Whole-of-market engagement earlier in the introduction pathway allows governments to:
Understand supplier readiness and pricing trajectories
Plan for transitioning from external donor financing to domestic funding
Send clearer demand signals that support sustainable supply
For maternal, newborn, and child health interventions in particular, where continuity and trust are critical, this coordination helps ensure that speed does not come at the cost of reliability.
Portfolio Thinking: Accelerating Without Overloading Systems
The call to “move faster” raises an important risk: acceleration that overwhelms already stretched health systems. Introducing multiple products independently — each with its own training, guidelines, and reporting requirements — can slow and compromise delivery rather than fast-track it.
Portfolio-based planning offers a way through this tension. Instead of evaluating innovations one by one, countries consider groups of interventions together, assessing how they interact and where they share delivery platforms.
A portfolio lens allows governments to:
Sequence introductions to match system capacity
Bundle training, procurement, and rollout strategies
Make trade-offs explicit rather than implicit
For maternal and child health, portfolio approaches can help ensure that acceleration is strategic, aligned, and manageable.
Building the Fast Lane
The world cannot afford incremental progress for maternal and child health. But impact will not come from urgency alone.
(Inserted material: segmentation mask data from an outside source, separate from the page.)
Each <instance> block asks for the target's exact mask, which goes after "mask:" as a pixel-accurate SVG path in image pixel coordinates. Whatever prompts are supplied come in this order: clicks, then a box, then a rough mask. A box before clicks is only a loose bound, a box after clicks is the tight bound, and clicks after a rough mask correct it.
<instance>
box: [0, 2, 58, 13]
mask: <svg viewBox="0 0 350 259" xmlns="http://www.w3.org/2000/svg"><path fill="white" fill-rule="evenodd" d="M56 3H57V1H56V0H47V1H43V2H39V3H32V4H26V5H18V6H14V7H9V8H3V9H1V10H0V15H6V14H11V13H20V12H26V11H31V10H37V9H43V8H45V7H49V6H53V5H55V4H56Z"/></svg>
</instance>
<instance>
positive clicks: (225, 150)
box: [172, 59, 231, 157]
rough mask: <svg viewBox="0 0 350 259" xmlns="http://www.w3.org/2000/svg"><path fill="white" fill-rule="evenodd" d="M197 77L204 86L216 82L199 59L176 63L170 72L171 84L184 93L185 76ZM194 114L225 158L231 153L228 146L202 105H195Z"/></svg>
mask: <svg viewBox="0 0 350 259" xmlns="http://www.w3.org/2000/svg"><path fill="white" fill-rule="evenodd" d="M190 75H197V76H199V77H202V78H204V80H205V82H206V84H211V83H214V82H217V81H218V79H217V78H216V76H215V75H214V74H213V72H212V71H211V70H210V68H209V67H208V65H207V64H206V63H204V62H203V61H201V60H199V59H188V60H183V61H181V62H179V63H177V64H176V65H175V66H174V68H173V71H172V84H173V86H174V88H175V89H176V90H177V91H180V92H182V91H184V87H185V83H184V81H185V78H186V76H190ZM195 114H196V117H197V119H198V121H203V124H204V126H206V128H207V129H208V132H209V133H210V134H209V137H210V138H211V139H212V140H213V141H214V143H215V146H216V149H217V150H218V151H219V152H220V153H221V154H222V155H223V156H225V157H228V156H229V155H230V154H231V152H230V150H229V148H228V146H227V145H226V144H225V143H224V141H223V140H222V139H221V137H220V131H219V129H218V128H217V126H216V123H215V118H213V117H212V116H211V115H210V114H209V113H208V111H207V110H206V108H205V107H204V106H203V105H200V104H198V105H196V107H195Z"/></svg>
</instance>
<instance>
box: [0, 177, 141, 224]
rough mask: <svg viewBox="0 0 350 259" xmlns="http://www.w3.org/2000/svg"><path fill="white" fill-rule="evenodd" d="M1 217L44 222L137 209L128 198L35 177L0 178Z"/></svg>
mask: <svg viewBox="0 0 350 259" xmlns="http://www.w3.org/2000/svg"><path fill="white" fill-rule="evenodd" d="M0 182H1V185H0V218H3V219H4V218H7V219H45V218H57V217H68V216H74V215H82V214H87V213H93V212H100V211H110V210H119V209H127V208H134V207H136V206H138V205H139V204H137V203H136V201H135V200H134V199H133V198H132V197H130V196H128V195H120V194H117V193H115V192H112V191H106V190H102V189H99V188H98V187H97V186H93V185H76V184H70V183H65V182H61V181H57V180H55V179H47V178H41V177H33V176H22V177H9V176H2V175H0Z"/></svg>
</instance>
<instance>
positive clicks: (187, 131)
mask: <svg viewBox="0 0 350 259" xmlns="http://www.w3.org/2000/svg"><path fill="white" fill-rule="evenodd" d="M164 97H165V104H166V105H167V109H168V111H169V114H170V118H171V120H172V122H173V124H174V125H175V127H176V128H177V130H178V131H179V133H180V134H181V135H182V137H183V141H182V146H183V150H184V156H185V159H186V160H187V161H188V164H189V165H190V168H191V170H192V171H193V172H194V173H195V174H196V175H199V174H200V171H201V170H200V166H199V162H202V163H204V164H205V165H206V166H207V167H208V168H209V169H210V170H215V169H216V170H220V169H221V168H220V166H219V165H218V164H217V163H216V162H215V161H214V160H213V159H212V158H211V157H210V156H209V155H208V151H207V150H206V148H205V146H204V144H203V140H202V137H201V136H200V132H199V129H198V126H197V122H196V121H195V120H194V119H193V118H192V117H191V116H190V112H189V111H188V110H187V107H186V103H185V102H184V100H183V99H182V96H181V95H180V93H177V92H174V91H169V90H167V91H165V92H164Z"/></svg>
It will come from systems that make urgency actionable.
Rooting innovations in efficient and effective product introduction systems, like what the ALIGN Consortium is doing, is what turns commitment into reality. Whole-of-government coordination, market intelligence, whole-of-market engagement, and portfolio-based planning are not administrative niceties—they are the infrastructure of speed, scale, and sustainability.
If we want a fast lane for mothers and children, we need to keep building and maintaining the road.